Obituary - McDonald, Donald (1900)
THE DAILY PATRIOT, WEDNESDAY, AUGUST 1, 1900
DEATH: LATE DONALD McDONALD, EX-M.P.P. - One of the oldest landmarks of King’s county passed away on Wednesday last, in the person of Donald McDonald, of Hay River, Lot 44, at the ripe age of eighty-seven years. In the stirring times of the land question in King’s county Mr. McDonald was one of the most prominent figures. Associated with such apostles of escheat as Cooper, McIntosh, and LeLacheur, Mr. McDonald began his political career. Born Aug. 13th, 1813, at Hay River, his father being John McDonald, one of the earliest of the native Scottish escheaters, and probably the ablest among that noble band of men who gave the best years of their lives to free the lands from the schackels of the absentee proprietors.

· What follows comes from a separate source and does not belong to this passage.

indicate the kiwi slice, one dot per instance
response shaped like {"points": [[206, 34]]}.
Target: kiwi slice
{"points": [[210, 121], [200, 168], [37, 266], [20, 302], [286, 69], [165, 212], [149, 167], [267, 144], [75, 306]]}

Donald McDonald first taught school, being the first of the native teachers of his time. In 1838 he was first elected to the House of Assembly for King’s county as colleague with the late John McIntosh, then in his twenty-fifth year. Being a fine scholar and able writer, his services to the escheat agitators Cooper, LeLacheur and McIntosh were incalculable. Almost all of the important resolutions, petitions and addresses indispensable to the agitation were drawn up by Mr. McDonald. During that historical event, the McGuire or Haney riot of 1843, when a regiment of soldiers were sent up to Lot 45 by the proprietors in Charlottetown and the tenantry hounded to the woods for days and days like wild animals at bay, by these soldiers; and when several score of these people were summoned to the Supreme Court in Georgetown, when no lawyer could be retained on the Island to plead the cause of the tenantry, it was Donald McDonald who went to Halifax and procured the services of the great Lawrence O’Connor Doyle as the people’s advocate on that memorable case. He it was, too, who brought conciliating influence to bear on McGuire, the wood ranger, with such telling effect that, the evictor of Haney almost completely exonerated the Lot 45 tenantry. After some fifteen years as the representative of the people of Eastern King’s County in the House of Assembly, he went to Nova Scotia when he taught school in Halifax Co. for several years. Later he returned to the Island to take a position in the Charlottetown Customs House. Here he occupied the position of Customs Banker for many years until old age incapacitated him from work. In late years he has lived at the old homestead at Hay River with his brother Clement McDonald. He was a wonderfully jovial and pleasant companion, full of anecdote and fun, of pleasing manners and gentlemanly bearing. He was a welcome guest at any home wherever he visited. He had a splendid constitution and retained his wonted health and vigor almost to the last. His faculties remained, even to the last moment, as keen and subtle as they were in youth, and his memory was almost extraordinary. His funeral took place to St. Margaret’s cemetery on Thursday evening, followed by a line of carriages fully a mile in length. Here he was laid to rest to await the final summons.